The purpose of the Edflow project is to investigate models, algorithms, and propose an architecture of a system helping scientists to organize and make the most out of their data. The research work spans over three related, yet distinct areas, among which we expect it to build bridges: workflow modeling; database execution and optimization; and information visualization. Milestones of the work can be specified as follows:
An appropriate process model dialect has been identified, modeling user-dataset interactions in scientific applications. The model will allow for the usual process composition primitives (in the style of BPML or the Workflow Coalition Model) but extended to allow the user to inspect, interrupt, resume, and guide the process evolution for all or part of the active instances, with little effort, at any point.
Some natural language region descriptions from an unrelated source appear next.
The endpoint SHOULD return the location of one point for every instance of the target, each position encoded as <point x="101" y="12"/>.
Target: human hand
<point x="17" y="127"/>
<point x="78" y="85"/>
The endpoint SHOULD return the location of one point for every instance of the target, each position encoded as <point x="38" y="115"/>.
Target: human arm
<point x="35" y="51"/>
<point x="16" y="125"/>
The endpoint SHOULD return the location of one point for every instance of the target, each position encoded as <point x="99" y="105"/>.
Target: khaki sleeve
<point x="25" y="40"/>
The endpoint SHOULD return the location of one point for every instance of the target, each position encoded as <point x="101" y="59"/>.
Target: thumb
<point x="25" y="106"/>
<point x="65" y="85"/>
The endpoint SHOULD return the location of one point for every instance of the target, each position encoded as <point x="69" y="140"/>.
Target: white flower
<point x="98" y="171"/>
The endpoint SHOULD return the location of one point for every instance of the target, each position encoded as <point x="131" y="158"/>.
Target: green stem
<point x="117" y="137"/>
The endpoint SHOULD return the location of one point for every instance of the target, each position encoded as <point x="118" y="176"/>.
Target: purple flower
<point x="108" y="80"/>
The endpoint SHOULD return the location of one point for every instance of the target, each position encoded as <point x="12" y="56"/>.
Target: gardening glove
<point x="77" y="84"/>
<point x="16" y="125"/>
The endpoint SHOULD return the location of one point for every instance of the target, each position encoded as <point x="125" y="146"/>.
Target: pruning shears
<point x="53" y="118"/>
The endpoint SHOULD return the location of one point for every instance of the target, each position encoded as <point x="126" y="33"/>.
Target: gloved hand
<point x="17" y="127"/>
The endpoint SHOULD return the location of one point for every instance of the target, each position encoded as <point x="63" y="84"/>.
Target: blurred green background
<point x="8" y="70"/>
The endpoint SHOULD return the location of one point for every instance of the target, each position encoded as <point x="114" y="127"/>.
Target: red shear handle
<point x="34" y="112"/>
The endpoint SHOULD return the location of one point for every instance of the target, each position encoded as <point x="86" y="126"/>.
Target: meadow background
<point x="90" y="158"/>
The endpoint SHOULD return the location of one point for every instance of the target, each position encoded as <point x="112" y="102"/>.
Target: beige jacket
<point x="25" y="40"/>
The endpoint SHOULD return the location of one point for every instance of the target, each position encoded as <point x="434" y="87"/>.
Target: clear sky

This interactivity is crucial for the success of real-life data processing applications. Therefore, the design of the process model will strive to capture, to the extent possible, the various interactions that rich data manipulations interfaces allow.
A prototype platform called Ediflow has been developed, supporting processes described in the above model. The platform is built in Java, and it has been deployed on top of the Oracle database management system. It integrates visualization and computation units.
Performance and optimizations will be studied based on these applications. Blending powerful querying and visualization on large data volumes poses several performance challenges, ranging from internal system issues such as access path selection (where ”fast” means of the order of seconds or minutes) to issues of performance at the level of user interface (where a response time of several seconds is considered slow!) The purpose in this stage is to study the ways in which the data storage layer can best serve the needs of a workflow engine driven by frequent, extensive user interaction. Caching, replication, vertical fragmentation are promising avenues.